Vista Basic vs. “Aero Basic”
That raises an interesting question: which will work better, turning off Aero entirely and opting for Vista Basic, or just disabling the eye candy and leaving Aero (desktop composition) on? Certainly, going with Aero provides a much smoother OS experience. With Vista Basic, you lose not only the spiffy Flip 3D interface for switching apps (which, okay, many people can’t stand), but also useful features like window previews in alt-tab. More importantly, switching to Vista Basic gives you some of the same on-screen refresh glitches as XP had. I seem to be having some luck with Aero Basic and no effects, but I still have some issues — resizing images in Windows Photo Gallery, for instance, causes audio playback issues. (Don’t ask.)
My guess is that Aero will be the way we’ll go in the long haul. For now, since there’s not enough data, I’d recommend experimenting, using Aero with everything on as a “control”, but experimenting primarily with Aero “Lite” versus Vista Basic.

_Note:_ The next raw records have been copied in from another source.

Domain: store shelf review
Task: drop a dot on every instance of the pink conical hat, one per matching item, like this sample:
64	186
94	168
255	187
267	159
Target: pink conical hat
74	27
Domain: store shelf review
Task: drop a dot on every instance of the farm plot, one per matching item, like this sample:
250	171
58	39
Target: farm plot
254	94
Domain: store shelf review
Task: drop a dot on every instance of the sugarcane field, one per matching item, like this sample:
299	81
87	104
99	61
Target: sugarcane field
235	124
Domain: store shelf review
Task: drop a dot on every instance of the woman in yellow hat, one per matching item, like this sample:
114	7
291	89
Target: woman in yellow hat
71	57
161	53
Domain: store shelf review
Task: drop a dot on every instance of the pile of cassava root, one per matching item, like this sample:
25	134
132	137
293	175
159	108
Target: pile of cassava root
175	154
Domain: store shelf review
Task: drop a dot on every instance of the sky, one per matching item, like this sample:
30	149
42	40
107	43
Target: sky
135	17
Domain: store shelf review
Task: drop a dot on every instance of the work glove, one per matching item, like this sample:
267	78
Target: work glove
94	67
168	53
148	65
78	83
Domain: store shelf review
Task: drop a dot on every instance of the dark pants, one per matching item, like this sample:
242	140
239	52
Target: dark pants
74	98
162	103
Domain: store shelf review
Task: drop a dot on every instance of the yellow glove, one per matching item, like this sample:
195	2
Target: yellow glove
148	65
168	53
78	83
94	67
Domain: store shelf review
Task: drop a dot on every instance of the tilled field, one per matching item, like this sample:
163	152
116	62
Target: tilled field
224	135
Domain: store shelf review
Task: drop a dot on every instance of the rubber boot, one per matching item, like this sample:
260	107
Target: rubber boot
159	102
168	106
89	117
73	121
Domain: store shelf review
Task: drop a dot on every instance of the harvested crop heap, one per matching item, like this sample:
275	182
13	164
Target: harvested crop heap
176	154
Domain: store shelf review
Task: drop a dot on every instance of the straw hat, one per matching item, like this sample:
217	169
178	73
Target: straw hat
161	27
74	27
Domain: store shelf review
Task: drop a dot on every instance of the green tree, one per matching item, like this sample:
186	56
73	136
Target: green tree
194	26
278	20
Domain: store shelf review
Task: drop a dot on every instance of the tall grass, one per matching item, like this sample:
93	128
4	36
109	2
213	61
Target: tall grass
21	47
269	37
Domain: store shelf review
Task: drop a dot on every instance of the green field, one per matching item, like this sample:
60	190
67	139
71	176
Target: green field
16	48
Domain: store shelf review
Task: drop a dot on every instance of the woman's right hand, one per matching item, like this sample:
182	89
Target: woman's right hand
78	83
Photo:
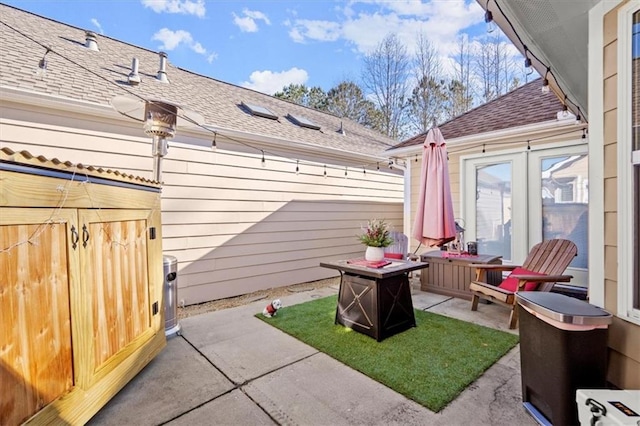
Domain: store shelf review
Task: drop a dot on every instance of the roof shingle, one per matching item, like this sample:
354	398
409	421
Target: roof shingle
520	107
77	72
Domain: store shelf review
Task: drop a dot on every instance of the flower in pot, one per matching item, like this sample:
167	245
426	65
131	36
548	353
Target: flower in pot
376	237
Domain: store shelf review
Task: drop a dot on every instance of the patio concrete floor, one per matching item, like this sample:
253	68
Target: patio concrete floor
229	368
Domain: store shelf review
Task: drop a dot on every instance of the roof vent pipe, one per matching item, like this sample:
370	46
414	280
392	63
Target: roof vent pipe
91	41
162	72
134	77
341	130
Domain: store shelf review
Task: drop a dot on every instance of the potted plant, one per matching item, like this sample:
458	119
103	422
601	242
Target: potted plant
376	237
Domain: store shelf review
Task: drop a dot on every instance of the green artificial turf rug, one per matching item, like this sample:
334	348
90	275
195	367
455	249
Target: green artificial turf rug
431	363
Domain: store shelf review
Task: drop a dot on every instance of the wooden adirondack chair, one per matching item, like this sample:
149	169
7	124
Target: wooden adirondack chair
542	268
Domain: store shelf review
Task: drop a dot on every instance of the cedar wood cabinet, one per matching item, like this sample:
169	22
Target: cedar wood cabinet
81	287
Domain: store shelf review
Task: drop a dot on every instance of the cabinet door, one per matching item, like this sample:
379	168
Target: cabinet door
114	265
38	274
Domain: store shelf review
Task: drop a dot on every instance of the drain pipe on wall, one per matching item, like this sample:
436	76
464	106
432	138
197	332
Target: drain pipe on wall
405	166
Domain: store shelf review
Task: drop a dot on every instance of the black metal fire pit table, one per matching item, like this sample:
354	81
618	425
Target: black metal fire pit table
375	301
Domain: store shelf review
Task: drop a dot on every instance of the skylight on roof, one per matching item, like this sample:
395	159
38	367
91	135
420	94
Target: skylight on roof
259	111
304	122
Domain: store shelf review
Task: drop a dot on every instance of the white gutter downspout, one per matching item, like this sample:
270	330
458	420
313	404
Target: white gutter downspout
406	203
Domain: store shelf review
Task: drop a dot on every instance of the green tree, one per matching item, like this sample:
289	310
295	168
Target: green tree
347	100
385	76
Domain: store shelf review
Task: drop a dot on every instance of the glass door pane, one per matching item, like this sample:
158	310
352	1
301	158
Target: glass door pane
565	202
493	209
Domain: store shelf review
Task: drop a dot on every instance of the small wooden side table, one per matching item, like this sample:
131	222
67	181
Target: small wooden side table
450	274
375	301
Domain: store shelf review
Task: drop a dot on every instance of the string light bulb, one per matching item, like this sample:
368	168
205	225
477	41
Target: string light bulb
488	19
527	63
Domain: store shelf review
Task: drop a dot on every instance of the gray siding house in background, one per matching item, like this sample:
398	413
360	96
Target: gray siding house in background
236	224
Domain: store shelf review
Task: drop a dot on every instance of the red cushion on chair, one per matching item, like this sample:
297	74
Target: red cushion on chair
393	255
510	283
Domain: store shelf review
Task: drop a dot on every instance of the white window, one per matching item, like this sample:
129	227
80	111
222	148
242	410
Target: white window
629	162
517	198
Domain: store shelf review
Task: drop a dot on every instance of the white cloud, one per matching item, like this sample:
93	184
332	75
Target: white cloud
270	82
96	24
364	27
173	39
186	7
247	23
315	30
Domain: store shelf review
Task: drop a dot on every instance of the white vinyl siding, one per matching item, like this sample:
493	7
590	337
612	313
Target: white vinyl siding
234	226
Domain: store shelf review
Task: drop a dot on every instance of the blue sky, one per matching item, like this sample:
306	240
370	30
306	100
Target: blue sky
265	45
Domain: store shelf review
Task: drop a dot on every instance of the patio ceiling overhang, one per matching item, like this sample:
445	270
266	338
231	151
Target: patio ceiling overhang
557	33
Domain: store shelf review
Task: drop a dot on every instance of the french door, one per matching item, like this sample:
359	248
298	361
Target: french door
514	200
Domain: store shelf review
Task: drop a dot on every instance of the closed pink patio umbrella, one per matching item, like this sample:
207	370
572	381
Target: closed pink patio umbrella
434	223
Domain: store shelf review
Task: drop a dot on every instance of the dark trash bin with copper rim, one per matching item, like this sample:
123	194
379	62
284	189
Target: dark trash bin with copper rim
563	347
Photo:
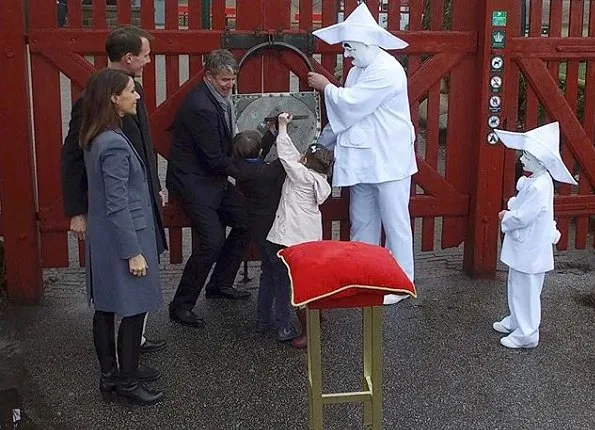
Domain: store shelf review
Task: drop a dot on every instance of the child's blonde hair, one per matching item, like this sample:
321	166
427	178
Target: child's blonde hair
319	159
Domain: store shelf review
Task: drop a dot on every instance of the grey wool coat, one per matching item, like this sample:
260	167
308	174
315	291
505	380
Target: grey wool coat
120	226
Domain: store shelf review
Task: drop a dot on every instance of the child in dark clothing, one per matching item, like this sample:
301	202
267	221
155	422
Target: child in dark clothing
261	183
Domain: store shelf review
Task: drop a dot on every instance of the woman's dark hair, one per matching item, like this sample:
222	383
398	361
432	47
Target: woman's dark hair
99	113
319	159
124	39
247	144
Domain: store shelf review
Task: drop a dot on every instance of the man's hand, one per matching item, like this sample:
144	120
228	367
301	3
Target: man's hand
78	226
284	119
317	81
137	265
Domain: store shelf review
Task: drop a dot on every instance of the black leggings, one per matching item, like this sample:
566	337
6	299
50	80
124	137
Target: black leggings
129	337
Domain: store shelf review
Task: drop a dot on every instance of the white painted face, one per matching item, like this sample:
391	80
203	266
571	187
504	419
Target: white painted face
361	54
531	164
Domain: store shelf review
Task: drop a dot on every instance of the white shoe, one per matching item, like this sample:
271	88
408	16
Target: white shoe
505	341
392	299
500	328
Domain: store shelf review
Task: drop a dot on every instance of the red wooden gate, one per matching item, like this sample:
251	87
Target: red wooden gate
446	60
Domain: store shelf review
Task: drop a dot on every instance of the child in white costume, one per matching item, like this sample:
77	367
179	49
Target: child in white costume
530	231
371	130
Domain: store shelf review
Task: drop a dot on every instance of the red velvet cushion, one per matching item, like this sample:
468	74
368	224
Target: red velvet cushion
334	270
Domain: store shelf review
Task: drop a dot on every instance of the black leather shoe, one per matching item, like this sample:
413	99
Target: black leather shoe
107	384
152	346
146	373
186	317
228	293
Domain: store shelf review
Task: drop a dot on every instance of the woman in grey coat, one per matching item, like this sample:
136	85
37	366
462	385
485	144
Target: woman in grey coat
122	265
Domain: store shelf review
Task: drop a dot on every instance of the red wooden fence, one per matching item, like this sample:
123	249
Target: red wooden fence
462	181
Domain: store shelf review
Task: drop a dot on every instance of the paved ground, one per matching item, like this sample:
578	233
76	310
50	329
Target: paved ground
443	365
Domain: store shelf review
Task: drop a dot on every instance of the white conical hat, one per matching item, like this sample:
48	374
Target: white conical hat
544	144
360	26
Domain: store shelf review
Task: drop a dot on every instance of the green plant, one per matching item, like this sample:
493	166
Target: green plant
2	267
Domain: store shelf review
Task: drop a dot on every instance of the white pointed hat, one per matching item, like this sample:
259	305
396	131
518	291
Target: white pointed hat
360	26
544	144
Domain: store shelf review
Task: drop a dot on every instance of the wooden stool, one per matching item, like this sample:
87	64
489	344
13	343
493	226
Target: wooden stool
371	396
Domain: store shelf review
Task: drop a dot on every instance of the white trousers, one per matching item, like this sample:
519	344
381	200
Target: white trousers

Final Tip: Don’t Touch Anything
Okay, that’s a little silly, but suffice to say that because the graphics systems seems not-so-optimized, avoiding anything else UI-intensive is a good idea. For instance, I found FL Studio 7 would have issues if its auto-scroll playback was turned on. This can happen on any system, but it does seem slightly exaggerated in Vista, at least with my current display setup and drivers. Solution: turn off FL Studio’s own eye candy (like glass effects), stop it from moving things around (consider turning off auto-scroll), and then don’t touch anything while playing (which you probably wouldn’t do, anyway).
But generally speaking, just avoiding minimizing windows and such while you’re playing doesn’t seem to be the only issue. Hands-off benchmarks with Aero versus Vista Basic or even my “Aero Lite” configuration suggest the UI is pulling resources
Hopefully, we’ll see a string of updates that erases the memory of this forever. Even then, I’ll be glad to turn these other effects off on a granular level for their annoyance factor. (And I am glad that at least Microsoft gives you the option, even if it’s buried in layers of dialog boxes.)
We’ve got more tips coming, but Vista users, do share what you’ve experienced — I wouldn’t be a bit surprised if it’s different from what I’ve seen, given the number of variables.